Over 11,500 people from around the world took part in the survey, which revealed findings that support this year's International Women's Day theme - #PledgingForParity.

The theme calls to everyone in the world "to pledge to take a concrete step to help achieve gender parity more quickly".

Of the respondents in Singapore, 83 per cent of men think there is equal pay between genders. On the other hand, 63 per cent of women share the same sentiment.

Additionally, 79 per cent of men said the same career opportunities are open to equally capable colleagues regardless of gender compared to 65 per cent of women.

When it comes to ambition for leadership roles, men and women had differing views. 84 per cent of men responded that they aspire to reach a top leadership position in their careers whereas 61 per cent of women felt the same way.

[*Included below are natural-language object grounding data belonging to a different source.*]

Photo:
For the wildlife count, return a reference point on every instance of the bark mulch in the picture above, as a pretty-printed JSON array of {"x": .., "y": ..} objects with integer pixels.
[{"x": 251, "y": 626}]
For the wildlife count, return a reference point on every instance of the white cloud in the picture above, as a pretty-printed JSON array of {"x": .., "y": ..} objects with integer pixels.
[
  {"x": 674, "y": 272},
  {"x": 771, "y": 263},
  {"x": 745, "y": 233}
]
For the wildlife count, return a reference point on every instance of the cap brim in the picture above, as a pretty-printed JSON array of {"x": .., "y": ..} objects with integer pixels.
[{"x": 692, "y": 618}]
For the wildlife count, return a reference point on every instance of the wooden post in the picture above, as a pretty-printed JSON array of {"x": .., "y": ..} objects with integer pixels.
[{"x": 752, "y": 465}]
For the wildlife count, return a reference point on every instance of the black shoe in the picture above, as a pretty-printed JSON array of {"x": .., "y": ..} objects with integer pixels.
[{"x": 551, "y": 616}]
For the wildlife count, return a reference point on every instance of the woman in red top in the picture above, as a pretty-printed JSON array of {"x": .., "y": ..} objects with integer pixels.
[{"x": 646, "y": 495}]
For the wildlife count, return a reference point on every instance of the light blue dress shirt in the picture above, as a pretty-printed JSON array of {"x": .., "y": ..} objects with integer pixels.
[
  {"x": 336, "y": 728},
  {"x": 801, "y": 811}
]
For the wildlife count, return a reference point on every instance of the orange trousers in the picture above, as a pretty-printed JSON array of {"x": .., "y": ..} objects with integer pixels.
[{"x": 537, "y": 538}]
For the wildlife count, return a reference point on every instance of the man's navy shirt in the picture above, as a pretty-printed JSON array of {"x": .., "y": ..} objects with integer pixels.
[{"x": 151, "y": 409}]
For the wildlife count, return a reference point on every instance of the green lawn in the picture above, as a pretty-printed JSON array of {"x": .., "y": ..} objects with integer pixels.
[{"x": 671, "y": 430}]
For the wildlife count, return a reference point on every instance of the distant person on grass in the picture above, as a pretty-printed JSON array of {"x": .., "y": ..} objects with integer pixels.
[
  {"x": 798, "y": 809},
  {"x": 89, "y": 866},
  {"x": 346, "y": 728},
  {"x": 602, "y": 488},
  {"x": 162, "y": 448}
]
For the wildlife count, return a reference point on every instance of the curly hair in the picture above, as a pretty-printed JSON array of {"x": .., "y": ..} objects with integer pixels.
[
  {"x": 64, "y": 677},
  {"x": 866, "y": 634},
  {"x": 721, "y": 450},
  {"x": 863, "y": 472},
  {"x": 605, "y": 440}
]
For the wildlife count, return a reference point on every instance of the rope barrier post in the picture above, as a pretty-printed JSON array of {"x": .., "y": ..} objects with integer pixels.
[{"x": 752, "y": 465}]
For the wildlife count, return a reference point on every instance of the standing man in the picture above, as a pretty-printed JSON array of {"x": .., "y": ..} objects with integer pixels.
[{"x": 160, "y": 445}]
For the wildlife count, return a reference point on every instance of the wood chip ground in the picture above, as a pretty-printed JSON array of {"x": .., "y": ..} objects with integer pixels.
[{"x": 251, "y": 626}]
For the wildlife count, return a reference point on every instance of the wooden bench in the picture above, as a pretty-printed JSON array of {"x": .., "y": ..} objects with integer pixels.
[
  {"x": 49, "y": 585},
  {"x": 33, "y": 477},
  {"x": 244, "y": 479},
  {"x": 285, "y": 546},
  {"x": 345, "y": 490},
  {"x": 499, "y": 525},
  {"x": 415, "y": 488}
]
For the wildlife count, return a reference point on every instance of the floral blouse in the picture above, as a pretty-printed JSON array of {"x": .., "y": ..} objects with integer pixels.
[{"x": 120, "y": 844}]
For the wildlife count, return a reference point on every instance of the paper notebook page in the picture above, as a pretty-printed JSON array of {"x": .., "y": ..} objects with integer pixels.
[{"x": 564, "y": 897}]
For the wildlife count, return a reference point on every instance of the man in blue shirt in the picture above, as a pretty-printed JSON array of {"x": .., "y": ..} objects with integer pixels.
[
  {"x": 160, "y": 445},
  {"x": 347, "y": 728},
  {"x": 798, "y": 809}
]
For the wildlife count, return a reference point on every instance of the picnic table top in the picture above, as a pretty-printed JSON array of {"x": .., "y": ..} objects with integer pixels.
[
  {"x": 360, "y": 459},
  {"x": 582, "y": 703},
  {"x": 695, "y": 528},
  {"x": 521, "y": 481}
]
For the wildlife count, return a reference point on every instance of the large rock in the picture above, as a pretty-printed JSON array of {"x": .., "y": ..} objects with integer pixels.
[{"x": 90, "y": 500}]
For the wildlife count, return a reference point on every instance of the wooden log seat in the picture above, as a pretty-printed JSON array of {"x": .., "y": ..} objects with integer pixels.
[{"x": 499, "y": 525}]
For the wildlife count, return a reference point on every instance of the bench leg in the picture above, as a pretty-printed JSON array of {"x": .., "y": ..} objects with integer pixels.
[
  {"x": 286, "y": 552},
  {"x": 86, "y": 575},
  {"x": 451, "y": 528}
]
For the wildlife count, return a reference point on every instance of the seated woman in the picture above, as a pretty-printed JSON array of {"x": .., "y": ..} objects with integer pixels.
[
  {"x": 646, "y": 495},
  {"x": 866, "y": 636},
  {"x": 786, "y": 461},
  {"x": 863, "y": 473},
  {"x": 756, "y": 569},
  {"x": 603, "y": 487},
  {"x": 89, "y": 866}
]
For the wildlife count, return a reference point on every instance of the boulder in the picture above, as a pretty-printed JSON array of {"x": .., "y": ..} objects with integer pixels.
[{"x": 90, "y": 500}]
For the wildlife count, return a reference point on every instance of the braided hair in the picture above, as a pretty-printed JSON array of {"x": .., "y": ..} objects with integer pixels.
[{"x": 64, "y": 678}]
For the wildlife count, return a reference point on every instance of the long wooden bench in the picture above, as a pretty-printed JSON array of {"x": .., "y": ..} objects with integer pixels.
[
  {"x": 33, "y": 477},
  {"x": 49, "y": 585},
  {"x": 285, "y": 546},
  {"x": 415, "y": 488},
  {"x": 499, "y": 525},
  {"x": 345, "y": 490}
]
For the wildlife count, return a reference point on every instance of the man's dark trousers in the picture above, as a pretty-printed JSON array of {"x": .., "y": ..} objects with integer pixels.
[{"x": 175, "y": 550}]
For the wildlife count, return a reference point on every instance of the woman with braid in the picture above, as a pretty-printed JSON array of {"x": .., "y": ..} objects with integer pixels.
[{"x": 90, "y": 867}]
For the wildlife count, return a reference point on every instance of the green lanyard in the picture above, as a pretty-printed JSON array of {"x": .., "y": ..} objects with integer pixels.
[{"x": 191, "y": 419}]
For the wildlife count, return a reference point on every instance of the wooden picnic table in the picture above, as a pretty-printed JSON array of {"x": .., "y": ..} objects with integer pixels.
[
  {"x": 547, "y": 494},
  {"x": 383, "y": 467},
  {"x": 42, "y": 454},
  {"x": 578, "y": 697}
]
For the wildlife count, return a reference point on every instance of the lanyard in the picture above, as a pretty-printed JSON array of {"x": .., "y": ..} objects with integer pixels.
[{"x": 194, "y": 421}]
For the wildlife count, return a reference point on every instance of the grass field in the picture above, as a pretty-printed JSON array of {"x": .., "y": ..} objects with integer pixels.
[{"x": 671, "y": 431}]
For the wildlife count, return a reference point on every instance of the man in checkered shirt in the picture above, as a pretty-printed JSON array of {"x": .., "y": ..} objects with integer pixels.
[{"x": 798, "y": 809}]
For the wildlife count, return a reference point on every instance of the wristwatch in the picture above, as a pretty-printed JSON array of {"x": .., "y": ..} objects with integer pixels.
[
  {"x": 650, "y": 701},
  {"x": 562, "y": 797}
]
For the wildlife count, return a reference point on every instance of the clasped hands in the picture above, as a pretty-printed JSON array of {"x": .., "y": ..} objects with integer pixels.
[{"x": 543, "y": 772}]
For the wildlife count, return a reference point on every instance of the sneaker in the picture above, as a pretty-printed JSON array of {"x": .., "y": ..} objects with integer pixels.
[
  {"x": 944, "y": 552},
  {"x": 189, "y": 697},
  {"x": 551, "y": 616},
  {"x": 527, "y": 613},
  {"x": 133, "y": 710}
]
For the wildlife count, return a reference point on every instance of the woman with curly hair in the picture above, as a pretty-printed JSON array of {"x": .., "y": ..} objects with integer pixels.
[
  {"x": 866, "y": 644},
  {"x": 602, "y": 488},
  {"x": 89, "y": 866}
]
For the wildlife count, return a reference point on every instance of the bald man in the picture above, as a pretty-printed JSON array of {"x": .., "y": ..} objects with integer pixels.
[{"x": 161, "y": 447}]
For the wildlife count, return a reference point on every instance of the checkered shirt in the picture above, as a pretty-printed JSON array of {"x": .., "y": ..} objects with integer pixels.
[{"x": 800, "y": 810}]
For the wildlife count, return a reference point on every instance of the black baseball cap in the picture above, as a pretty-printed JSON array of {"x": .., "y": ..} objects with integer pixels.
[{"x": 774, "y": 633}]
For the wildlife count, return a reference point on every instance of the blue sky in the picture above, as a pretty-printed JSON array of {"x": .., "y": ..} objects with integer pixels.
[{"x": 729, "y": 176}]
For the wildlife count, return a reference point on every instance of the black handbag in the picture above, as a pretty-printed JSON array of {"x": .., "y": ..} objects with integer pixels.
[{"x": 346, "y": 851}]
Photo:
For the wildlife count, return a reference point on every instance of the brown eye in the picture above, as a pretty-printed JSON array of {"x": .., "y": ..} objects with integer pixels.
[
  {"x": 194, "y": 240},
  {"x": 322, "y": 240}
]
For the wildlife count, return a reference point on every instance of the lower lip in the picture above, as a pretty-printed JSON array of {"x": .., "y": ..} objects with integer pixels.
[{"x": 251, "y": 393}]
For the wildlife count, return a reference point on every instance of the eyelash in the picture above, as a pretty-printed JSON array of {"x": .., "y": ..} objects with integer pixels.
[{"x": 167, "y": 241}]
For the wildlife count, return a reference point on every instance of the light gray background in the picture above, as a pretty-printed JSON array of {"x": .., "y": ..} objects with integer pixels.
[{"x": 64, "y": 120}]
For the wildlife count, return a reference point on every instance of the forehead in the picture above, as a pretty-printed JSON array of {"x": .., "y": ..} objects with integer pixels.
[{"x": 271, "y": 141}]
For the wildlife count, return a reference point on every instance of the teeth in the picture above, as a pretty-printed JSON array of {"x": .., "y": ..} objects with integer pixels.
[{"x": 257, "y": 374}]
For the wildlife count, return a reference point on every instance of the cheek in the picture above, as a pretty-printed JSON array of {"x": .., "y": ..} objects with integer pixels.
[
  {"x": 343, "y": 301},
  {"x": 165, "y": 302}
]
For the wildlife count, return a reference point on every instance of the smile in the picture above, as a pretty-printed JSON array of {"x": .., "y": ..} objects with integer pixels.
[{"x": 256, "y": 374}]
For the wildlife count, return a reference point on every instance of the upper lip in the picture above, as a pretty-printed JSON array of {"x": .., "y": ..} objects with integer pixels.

Majority (84 per cent) of the respondents in the country also shared that the most senior person within their organisation is male.

Managing Director of Hays in Asia Christine Wright said: "We have a lot to celebrate on International Women's Day across Asia, but many would argue that progress towards workplace gender equality is hindered by the lack of people, more often than not men, who fail to see any problem."

"Given that most people in senior leadership roles are still men, it's difficult to see how gender parity can be accelerated when many of those in positions of influence do not see any inequality to begin with."

However, 36 per cent of women and 37 per cent of men feel there is the opportunity in their current role to promote themselves and communicate their career ambitions.

To close the gender gap, Hays said that employers should encourage female ambition, focus on employee self-promotion, as well as implement and communicate gender diversity policies in their organisations.


Hays plc CEO Alistair Cox said: "Businesses need to make sure they have clear initiatives and development plans in place to retain and promote their top female talent."

"Employers also need to recognise the benefits of a gender diverse workforce, including a stronger talent pipeline, higher productivity and ultimately a more successful business," he added.